すでに大阪で、母親から泣きつかれたとき、父が「そんなことするくらいやったら、一家心中したほうがましや」と言うのを、秋子自身が宥めて、「どんなことしてでも生きるのんがいちばんだす。生きてたらまたええ目もでけますねん、生きるために身ィ張るのんはちょっとも恥ずかしいことやあれしまへんえ」と言う母のほうが正しい人生観や、と秋子も思ったほどだったから、もう何人もの男を知っている躰が、いまさら惜しいとも考えなかったのだ。
いつでも、どこでも、人生は賭けや、熊野が吉田のようなことをしたら、あのときみたいに泣き寝入りなんかせえへん、思い切って刺し違えてもええ、という覚悟もできていた。
「熊野さん、園子さんと別れてウチに義理立てせんかてええねんし。ウットコの借金を熊野さんが被ってくれるか、帳消しにしてくれたら、ほかに条件あれしませんさかい」
秋子は、熊野を園子から取って得なことなんかあれへん、と思っているから、熊野夫婦がみっともない夫婦喧嘩をしたというのを知って、熊野にきつく言い渡したほどだった。
男を何人か知っているといっても、熊野ほどその行為によって恍惚感を知らしめてくれた男はいなかったから、秋子もそんな気持ちになれたのかもしれなかった。
ほとんどの男が呆気ないほど早く終わってしまうのに、ねちねちして嫌らしかった吉田のようではなく、顔に似合わないやさしい声を出すのが、躰のほうでも同じで、武骨で粗雑だろうと思っていた行為がさにあらず、繊細微妙な動きをして、女の深いところからえもいわれぬ快感を呼び起こしてきて、苦しいほどの悦びを与えてくれる熊野だったのだ。
それがまた長い時間をかけてだから、ああ、このまま死んでしまうのではないかと思う恐怖ではないのだけれど、もう死んでもええと思う極限状態まで突き上げて、セックスのほんとうの歓喜というものを、躰のなかに植え付けられたから、そのときには、もうこれ以上の絶頂感を、今後二度とは味わえないだろうと思うのに、またしばらくすると、もっとすばらしい愉悦を知るのではないだろうかと、逞しい熊野の肉体を求めて、躰の芯が疼くのだった。

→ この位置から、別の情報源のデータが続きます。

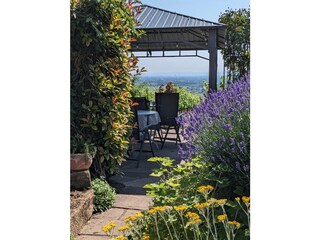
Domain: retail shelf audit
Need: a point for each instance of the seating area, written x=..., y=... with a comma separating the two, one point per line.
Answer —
x=151, y=127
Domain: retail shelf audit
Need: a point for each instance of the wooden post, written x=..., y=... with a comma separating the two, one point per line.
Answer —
x=212, y=42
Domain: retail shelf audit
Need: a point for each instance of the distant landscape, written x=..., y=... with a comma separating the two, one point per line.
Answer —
x=192, y=81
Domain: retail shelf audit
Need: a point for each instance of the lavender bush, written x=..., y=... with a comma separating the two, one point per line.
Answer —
x=218, y=130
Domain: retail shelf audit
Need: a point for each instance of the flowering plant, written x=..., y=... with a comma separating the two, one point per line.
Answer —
x=169, y=88
x=219, y=131
x=211, y=219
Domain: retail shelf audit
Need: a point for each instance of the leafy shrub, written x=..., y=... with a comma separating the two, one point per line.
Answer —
x=178, y=183
x=101, y=61
x=104, y=195
x=218, y=130
x=236, y=53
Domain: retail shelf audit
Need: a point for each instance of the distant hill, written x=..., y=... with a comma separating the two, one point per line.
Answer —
x=192, y=81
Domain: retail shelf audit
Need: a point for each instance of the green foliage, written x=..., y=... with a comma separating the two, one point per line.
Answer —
x=177, y=184
x=142, y=90
x=101, y=61
x=104, y=195
x=236, y=53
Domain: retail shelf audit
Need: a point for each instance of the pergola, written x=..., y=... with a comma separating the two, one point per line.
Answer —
x=169, y=31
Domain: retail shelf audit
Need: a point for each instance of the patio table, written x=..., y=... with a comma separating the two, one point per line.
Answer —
x=148, y=118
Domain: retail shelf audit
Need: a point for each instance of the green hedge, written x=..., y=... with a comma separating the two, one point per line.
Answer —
x=101, y=33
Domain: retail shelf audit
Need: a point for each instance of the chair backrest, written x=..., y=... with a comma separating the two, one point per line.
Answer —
x=135, y=128
x=143, y=103
x=167, y=105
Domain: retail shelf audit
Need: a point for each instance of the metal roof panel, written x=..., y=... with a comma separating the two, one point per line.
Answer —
x=152, y=17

タツが言うことも、全部が全部御都合主義ばかりではなく、お針子から縫製工場を経営するまでになった実際面の経験が言うことだから、姿形が良く頭脳明晰でも、厳しい現実に立ち向かってゆく力のない鷹彦など鼻にもかけないのは当然で、いま現実に生活の窮状を救ってくれるのは熊野以外にいないのだから、醜男でも野卑でも、男の逞しさに縋らなあきまへん、というのが真っ当な生き方なんや、と秋子も体験的に知って、いま縋るもんいうたら熊野さんのほかにあれへんのやよって、と気持ちの上では、まだみずからの敗北を認めたがらない根性があった。
身は任しても、そして躰が要求しても、心から熊野を好きになってのことではないのだから、彼の子を産みたいと思うようなことはなく、その行為による快感とは裏腹に、彼の精液が体内深く入ってくることを拒否するものがあって、大阪の町角の、煙草屋の軒先で風に揺れながら、恥ずかしげに歪んだ字で「サックあります」て書かれてたボウル紙が、ブラジルの片隅で心に揺れて、なんとか妊娠せえへんようにせなあかん、ということだけは考え、またオギノ式をはじめていた。

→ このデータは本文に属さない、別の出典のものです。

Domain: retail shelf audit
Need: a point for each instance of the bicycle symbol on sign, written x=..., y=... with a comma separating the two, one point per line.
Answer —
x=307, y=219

「子ぉ産みとうおませんさかい、いつでもいうわけにはいかしません。妊娠せえへん日ぃだけにしてちょうだい」
一度してしもうたら、女はもう俺の言いなりになる、と過去の女たちとの経験でそう思っていた熊野は、それまでなよなよしていた秋子が、そんな女たちと違って、してしまったあとのほうが、性格が勁くなったように、言いたいことをはっきり言ったから、芯は勁い女たい、と怖いやら、うれしいやらで、ええ加減なことしたら、金玉握りつぶされるかも知れんと、心を縮み上がらせていた。
 しかし、秋子の肉体だけが熊野を求めるのとは逆に、熊野のほうは、もうこの女を忘れられんたい、という執念をいっそう持つようになっていた。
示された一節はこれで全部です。